There has for some time, most particularly among French philosophers and commentators, been an interest in recovering the notion of communism: people like Badiou for example have espoused a ‘new communism’. The rationale for this is generally that throughout parliamentary or other forms of liberal/social democracies in the West the electoral choice is merely between two or more established pro-capitalist parties, all of which work with rather than against the neoliberal status quo. To the ‘right’ of this narrow spectrum lurks the possibility of fascism, to the left the promise of communism. The fascist option offers only dystopias, while the communist option holds out the promise of post-capitalist utopias. This is not to oversimplify, but rather to record and indicate a fork in the road to the future.
This attenuated blog is a personal and provisional one. It frames and situates my own current thinking. In my writings and talks I have for some years – indeed decades – identified as a socialist. I have also commended the concept of permanent reform. How does this play out?
I rejoined the Labour Party when Corbyn was elected its leader and have since supported him vigorously against opponents within as well as without the party. But I have no illusions. The election of Corbyn as PM, which at the time of writing remains a realistic possibility, will not herald an automatic transition to a socialist let alone a communist society, far from it. What the Labour manifesto promised during the last election was however a step in the right direction, that is, part and parcel of a long-term process of permanent reform. The concept of permanent reform acknowledges that achieving transformational societal change will require multiple coalitions of overlapping campaign and interest groups – stretching from macro-environment issues around climate change to consolidating human rights – pushing ‘individually but together’ for rationally and morally compelling reforms that will ineluctably edge us towards, even precipitate, a telling legitimation crisis for the state.
As Ralph Miliband foretold but his two sons forgot (David first, sadly then Ed), parliamentary democracy will not in and of itself deliver a socialist society for Shelley’s ‘the many’. Corbyn and McDonnell recognise this, hence their emphasis on the salience of an extra-parliamentary labour movement, initially represented by a member-led or ‘leaderless’ Momentum, but now compromised by Lansman et al, perhaps fatally.
Gramsci’s ‘optimism of the will’ versus his ‘pessimism of the intellect’; or Tony Benn’s ‘hope is the fuel of progress’!
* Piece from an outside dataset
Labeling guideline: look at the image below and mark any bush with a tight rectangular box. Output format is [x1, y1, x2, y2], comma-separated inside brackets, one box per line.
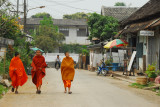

It is obvious to any sociologist that Corbyn’s problems would only be accentuated if he was to be elected PM. Capitalism is global, as is the ‘transnational capitalist class’ (epitomised in a hard-core of ‘capital monopolists’ in my classification – see other blogs). But small steps. And there is context here: many sociologists agree that post-1970s financialised capitalism is imploding, not least through the rhetoric of TINA. This likely implosion of the existing order makes a legitimation crisis that much more likely, given an appropriate – but unpredictable – trigger.
I have argued that what was lacking in Ed Miliband’s bid to be PM was a narrative to cement what were – at least in the earlier days of his leadership – promising and popular policies. Progress towards such a narrative has undoubtedly been made under Corbyn; but what is required in my view is a ‘communist-oriented’ narrative, that is, an imaginative and effective portrayal of a deliverable ‘better society’ oriented to the many not the few. Badou is right in my view.
So one task facing me and other sociologists (in fact, the agenda of what I have called ‘foresight sociology’) is the imaginative portrayal of better futures. And this task, I want to suggest here, necessarily takes us beyond – and brings us into opposition to – capitalism per se. There is in my view no acceptable form of post-financialised capitalism. So the cranium of the new communism is just visible over the horizon.
So, timid and faltering steps towards socialism do not add up to a new form of communism, but they are steps nevertheless; and ad hoc and piecemeal alliances to this end are critical motivations towards the requisite legitimation crisis.
I have previously termed that type of sociology – one of six in my book – that is: (a) committed to change, and (b) prefigures and anticipates a better society, oppositional action sociology. So here is a challenge to colleagues: what is the point of a (reconstructed Enlightenment) sociological project that is not signed up to a society for the many not the few?
And here is an in-your-face question to sociologists whose heads remain below parapets: ‘how many generations would you advise those born poor and without prospects to await any semblance of HOPE?’ (Oh, and have you read Piketty on the growing and decisive importance of inheriting capital?)
Corbyn is a small but significant step forwards. Don’t be fundamentalist or ‘purist’. But I accept that I remain under an obligation to contribute to a narrative for the future. If you disagree, then reconcile your submission to the pro-capitalist and neoliberal status quo. And to do so is in my view to spit in the face of the (reconstructed Enlightenment) sociological project.